Aber natürlich ist das dichterische Freiheit und so wie Gödel immer herhalten mußte für Interpretationen seiner Arbeit, die mit deren tatsächlicher Bedeutung wenig oder nichts zu tun hatten, so darf man natürlich auch Perelman als Metapher verwenden, auch wenn es in der Geschichte der Mathematik für den von der Autorin gewünschten Gegensatz zwischen (menschlicher) Kreativität und (maschineller) Rechenkraft sicher überzeugendere Beispiele gegeben hätte.
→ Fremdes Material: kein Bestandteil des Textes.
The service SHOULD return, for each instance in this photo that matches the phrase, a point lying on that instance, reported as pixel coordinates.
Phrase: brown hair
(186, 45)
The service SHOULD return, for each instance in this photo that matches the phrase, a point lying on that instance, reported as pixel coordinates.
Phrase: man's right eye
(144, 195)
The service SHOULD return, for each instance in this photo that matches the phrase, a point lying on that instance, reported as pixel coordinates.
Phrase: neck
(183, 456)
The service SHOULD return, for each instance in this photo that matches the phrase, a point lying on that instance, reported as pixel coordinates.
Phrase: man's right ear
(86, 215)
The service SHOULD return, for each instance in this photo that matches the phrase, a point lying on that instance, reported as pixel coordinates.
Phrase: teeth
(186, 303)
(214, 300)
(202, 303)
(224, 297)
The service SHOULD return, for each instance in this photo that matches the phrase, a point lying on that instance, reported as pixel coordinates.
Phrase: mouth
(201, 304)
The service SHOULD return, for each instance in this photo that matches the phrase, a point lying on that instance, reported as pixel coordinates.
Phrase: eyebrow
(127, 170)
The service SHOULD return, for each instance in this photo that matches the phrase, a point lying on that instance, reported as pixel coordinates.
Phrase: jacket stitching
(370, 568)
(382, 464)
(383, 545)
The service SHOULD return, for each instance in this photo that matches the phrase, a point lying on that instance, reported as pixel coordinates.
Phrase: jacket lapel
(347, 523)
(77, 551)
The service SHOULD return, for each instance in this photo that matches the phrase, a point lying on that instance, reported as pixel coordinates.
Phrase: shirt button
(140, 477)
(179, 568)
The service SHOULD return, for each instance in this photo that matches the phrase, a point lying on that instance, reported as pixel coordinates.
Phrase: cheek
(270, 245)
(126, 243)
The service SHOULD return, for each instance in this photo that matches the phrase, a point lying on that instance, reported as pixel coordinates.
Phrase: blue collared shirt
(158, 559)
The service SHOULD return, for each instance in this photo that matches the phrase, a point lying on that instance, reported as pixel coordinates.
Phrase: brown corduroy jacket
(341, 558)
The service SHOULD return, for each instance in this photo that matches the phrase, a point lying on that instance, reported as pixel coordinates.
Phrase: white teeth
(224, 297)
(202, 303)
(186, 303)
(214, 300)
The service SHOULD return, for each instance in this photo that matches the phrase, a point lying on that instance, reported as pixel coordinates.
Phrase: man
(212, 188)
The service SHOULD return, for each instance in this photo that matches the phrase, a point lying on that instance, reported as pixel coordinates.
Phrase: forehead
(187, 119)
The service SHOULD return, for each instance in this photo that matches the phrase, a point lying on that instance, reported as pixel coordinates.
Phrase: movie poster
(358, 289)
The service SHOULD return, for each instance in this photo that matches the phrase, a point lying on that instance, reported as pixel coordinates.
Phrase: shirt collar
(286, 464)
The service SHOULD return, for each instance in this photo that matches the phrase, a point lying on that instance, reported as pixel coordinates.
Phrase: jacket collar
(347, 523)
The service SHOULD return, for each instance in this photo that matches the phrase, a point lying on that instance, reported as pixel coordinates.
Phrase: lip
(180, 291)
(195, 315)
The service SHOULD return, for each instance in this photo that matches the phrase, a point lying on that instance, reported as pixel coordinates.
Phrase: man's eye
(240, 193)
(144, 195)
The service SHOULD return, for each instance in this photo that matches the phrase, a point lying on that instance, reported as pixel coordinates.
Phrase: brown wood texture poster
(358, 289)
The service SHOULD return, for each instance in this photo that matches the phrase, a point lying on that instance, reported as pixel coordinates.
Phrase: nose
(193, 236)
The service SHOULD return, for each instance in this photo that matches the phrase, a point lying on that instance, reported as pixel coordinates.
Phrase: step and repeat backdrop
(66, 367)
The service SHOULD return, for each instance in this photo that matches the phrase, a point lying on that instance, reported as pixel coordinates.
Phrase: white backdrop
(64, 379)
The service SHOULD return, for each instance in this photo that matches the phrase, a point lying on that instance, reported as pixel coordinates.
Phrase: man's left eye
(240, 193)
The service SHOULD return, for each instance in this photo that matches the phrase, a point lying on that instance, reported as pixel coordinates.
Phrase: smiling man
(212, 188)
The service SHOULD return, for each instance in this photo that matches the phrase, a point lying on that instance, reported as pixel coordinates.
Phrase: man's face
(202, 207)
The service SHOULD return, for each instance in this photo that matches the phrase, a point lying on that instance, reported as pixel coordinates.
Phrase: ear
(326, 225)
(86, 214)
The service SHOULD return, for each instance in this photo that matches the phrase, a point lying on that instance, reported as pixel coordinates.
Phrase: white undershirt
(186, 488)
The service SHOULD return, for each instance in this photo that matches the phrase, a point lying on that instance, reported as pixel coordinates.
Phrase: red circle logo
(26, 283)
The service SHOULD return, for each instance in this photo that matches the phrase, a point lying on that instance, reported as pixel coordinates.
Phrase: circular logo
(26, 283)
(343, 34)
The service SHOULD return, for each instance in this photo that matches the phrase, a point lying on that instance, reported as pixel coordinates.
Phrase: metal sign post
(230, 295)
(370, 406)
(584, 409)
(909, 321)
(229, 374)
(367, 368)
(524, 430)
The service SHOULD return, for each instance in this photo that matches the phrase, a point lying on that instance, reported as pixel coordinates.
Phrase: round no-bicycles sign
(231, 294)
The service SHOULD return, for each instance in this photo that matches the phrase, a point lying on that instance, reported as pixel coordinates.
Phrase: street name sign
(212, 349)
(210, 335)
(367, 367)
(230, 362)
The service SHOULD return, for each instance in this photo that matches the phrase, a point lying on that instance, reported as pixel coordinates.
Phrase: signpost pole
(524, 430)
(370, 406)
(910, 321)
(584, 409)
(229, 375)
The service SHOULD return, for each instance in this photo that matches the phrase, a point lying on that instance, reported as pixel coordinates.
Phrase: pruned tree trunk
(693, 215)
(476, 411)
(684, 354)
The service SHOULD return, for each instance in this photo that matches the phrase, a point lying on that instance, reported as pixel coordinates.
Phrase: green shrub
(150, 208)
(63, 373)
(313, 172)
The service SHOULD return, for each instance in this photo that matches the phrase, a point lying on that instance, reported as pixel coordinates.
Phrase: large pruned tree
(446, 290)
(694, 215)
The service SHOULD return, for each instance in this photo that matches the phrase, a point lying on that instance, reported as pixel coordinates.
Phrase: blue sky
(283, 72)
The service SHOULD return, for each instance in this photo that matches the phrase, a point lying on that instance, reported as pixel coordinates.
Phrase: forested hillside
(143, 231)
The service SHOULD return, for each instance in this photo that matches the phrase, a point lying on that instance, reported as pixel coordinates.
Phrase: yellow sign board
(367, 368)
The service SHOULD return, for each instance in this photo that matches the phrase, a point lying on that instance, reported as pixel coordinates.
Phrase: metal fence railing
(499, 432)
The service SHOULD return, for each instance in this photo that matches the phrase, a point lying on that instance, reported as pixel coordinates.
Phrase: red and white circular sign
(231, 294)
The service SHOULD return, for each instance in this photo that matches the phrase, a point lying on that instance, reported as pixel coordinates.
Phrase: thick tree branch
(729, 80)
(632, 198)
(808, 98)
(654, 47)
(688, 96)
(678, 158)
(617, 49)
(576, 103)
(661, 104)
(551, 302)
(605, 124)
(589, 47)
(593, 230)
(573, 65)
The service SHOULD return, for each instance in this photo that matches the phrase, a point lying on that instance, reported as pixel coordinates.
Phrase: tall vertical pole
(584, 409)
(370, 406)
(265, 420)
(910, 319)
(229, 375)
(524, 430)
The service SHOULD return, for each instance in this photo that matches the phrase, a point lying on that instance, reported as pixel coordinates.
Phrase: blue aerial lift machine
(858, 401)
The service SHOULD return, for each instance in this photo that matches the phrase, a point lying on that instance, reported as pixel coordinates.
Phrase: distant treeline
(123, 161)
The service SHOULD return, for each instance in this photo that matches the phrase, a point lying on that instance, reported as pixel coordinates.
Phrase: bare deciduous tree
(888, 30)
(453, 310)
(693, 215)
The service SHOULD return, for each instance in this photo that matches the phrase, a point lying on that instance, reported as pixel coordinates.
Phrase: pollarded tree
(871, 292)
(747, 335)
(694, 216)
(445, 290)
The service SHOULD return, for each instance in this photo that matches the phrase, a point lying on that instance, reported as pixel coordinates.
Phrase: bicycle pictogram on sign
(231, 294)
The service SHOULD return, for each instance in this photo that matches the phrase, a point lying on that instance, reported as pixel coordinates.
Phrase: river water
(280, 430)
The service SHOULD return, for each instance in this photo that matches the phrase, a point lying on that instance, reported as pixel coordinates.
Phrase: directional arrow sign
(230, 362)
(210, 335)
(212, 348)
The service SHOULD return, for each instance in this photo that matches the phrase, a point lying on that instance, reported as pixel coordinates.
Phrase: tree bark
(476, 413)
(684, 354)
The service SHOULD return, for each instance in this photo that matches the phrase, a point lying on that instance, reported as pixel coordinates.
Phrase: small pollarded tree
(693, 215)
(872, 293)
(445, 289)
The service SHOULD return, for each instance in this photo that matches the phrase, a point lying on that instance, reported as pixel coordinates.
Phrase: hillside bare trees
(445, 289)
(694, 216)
Das Thema des Buches, also ob Maschinen die Macht übernehmen und ob Kreativität dann noch mit Rechenkraft wird mithalten können, sollte natürlich auch von “fachfremden” Geisteswissenschaftlern diskutiert werden. Was dieses Buch allerdings zu zäher Lektüre macht, ist die wohl als besonders kreativ empfundene Überfrachtung des Textes mit tausenden vagen Assoziationen zu allen möglichen geistesgeschichtlichen Bezügen. Über weite Strecken liest sich das wie die Arbeit eines Schülers, der seinem Lehrer beweisen will, was er alles schon gelesen und wie viele Fremdwörter er nachgeschlagen hat. Ein willkürlich herausgegriffenes Textbeispiel:
Seit also die exakten Wissenschaften des magischen Agens, die Theogonien und Kosmogonien des Hermes Trismestigos und des Moses Ben Amram, die dem all einen Zweck dienten, das universale Gleichgewicht, die aus der Analogie der Gegensätze resultierende Harmonie zu erhalten oder wiederherzustellen, dem Vergessen anheimgefallen, seit Manipulation mit Hilfe naturgegebener Mittel durch die unberechenbaren Möglichkeiten unserer Vorstellungsfreiheit, unseres baren Selbst, der Manipulation durch Berechenbares gewichen ist, seit kommerzialisierte Zweigwissenschaften mehr öffentlichen Reiz darstellen als ihre exakten Stammschulen, Zombiologie und Technomagie wirtschaften und wüten, Statistik als adäquate Beschreibung von Realität gilt und das Geräusch der Spülmaschine sich anhört, als atme da wer zuverlässig in unsere Gottverlassenheit, sind wir auf dem Abweg, uns selber um uns selbst zu bringen, uns der Struktur des Formalen anzupassen und als “Maschine der Natur” berechenbar zu werden. Müssen wir, wie Erwin Schrödinger, der Quantenheilige, in weiter Voraussicht schrieb, fürchten, “dass wir uns entwicklungsmechanisch dem Ende einer Sackgasse nähern”.